00:00 A+ A- Ler o resumo da notícia Em março, a produção de petróleo do Brasil chegou a 4,25 milhões de barris por dia, recorde segundo a ANP. O volume representa alta de 17 % em relação a março de 2023, impulsionado principalmente pelo pré‑sal, que responde por cerca de 80 % da produção. O crescimento ocorre enquanto a guerra no Oriente Médio eleva os preços globais do petróleo, aumentando a atratividade do país para bancos e investidores internacionais. O FMI revisou a projeção de crescimento brasileiro para 2026, elevando-a a 1,9 %, citando efeito positivo da alta do petróleo e do fluxo de capital estrangeiro. O Brasil produziu em março 4,25 milhões de barris de petróleo por dia, o maior volume da história. Foi o segundo recorde consecutivo no ano. O salto de 17% em relação ao mesmo período de 2025, puxado principalmente pelo pré-sal, acabou se transformando em um símbolo do novo momento econômico brasileiro diante do mercado internacional.
Em meio à guerra no Oriente Médio, à disparada do petróleo e à tensão envolvendo EUA, Israel e Irã, bancos internacionais passaram a olhar para o Brasil como um dos raros países emergentes capazes de transformar a crise global em vantagem econômica.

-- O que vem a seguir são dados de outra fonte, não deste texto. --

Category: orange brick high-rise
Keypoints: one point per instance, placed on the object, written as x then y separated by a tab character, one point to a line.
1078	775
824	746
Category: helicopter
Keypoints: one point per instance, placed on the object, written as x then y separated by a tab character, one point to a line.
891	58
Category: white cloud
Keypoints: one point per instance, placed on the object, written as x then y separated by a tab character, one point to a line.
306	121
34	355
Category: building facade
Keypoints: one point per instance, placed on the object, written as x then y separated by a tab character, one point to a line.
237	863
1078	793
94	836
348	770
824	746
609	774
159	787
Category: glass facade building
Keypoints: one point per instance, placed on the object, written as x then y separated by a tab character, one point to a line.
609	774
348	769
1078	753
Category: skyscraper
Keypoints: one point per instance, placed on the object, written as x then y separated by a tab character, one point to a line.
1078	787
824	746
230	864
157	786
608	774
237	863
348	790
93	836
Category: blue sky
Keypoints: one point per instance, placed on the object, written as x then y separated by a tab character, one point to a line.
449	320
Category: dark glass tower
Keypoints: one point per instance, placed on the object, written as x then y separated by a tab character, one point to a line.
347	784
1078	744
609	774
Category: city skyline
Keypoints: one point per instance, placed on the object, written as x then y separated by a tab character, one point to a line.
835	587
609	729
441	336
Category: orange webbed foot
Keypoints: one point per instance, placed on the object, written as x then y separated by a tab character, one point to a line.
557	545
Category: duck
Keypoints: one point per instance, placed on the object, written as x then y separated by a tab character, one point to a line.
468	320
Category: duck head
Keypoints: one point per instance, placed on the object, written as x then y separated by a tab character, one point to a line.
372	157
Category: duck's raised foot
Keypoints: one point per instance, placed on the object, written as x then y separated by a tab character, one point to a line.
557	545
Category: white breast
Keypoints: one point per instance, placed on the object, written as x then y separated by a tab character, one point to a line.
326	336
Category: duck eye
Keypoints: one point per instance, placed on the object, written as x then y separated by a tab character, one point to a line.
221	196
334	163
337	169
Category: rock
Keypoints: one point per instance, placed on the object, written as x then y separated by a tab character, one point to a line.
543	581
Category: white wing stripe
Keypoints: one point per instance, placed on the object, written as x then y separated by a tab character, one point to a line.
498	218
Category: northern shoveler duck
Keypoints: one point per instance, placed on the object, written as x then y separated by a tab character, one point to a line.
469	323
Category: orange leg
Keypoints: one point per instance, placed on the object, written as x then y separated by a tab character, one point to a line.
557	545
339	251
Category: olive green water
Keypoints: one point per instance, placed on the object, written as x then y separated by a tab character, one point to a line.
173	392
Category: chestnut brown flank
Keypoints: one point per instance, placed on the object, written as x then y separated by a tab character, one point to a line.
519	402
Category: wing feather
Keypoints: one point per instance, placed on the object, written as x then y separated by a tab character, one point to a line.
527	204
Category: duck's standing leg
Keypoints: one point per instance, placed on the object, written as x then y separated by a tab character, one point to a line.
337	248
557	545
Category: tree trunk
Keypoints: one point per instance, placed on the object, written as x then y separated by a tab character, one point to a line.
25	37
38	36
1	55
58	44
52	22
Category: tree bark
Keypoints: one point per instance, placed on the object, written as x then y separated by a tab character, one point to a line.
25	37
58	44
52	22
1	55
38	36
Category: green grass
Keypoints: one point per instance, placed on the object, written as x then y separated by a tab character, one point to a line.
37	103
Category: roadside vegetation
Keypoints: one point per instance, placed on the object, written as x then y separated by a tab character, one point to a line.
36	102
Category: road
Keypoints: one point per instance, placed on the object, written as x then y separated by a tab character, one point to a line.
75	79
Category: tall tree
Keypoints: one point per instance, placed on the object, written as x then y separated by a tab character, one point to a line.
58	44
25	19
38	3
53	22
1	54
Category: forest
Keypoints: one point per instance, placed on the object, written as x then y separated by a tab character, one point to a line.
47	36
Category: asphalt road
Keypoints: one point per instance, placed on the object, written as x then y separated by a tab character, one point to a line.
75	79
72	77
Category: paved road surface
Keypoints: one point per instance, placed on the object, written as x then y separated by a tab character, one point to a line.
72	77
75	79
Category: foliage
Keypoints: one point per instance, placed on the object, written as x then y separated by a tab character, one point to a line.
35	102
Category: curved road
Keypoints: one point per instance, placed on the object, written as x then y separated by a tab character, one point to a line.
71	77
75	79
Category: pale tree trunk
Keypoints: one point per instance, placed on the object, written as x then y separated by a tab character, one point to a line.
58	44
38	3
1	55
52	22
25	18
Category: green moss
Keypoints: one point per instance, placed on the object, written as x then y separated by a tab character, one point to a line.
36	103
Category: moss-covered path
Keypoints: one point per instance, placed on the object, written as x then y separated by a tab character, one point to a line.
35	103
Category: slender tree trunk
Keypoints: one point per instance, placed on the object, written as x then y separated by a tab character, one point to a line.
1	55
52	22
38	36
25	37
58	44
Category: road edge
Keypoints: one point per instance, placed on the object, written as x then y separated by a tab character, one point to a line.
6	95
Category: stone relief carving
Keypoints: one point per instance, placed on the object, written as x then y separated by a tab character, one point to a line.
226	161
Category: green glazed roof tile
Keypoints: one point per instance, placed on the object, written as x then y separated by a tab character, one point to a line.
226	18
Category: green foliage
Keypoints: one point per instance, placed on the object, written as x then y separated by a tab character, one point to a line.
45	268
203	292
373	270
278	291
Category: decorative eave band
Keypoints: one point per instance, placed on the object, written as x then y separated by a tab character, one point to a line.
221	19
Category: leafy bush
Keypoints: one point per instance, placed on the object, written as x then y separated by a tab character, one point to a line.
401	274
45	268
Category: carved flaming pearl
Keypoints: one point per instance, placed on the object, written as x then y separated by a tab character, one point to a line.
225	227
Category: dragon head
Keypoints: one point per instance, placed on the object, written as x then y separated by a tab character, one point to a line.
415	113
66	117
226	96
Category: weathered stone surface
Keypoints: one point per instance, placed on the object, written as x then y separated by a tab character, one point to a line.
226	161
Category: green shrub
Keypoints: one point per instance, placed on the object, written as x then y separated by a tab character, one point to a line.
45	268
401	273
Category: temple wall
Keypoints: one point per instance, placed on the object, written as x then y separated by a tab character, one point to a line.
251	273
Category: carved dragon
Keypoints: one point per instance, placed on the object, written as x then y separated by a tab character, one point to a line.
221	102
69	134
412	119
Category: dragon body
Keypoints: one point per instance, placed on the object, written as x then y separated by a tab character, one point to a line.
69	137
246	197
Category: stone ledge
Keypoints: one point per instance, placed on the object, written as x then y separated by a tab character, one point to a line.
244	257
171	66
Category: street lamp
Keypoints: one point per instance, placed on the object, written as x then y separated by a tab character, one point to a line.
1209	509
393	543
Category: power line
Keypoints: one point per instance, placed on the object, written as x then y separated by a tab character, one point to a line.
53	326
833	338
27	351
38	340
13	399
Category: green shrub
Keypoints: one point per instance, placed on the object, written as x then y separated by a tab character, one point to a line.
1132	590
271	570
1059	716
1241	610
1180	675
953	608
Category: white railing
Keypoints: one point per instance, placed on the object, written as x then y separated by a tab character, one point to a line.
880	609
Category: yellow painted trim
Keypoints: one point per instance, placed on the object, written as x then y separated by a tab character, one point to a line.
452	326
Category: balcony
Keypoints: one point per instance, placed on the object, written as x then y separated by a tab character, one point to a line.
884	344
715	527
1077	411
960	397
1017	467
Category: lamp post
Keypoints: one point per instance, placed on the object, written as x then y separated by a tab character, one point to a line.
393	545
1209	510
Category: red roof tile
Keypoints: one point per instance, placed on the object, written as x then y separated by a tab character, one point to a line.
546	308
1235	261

A leitura ganhou força em relatórios recentes do Bank of America e do Goldman Sachs. O primeiro chegou a questionar se o Brasil poderia se tornar “o próximo ouro” do mercado global. Já o Goldman destacou o país como um dos principais beneficiários da alta do petróleo após o fechamento do Estreito de Ormuz.
A lógica é simples: enquanto boa parte do mundo sofre com energia mais cara, inflação e pressão cambial, o Brasil passou a lucrar com a valorização das commodities. Hoje, o país exporta mais petróleo do que importa.
O Fundo Monetário Internacional elevou a projeção de crescimento brasileiro para 1,9% em 2026 e afirmou que o conflito internacional deve gerar um “efeito líquido positivo” sobre a economia brasileira no curto prazo.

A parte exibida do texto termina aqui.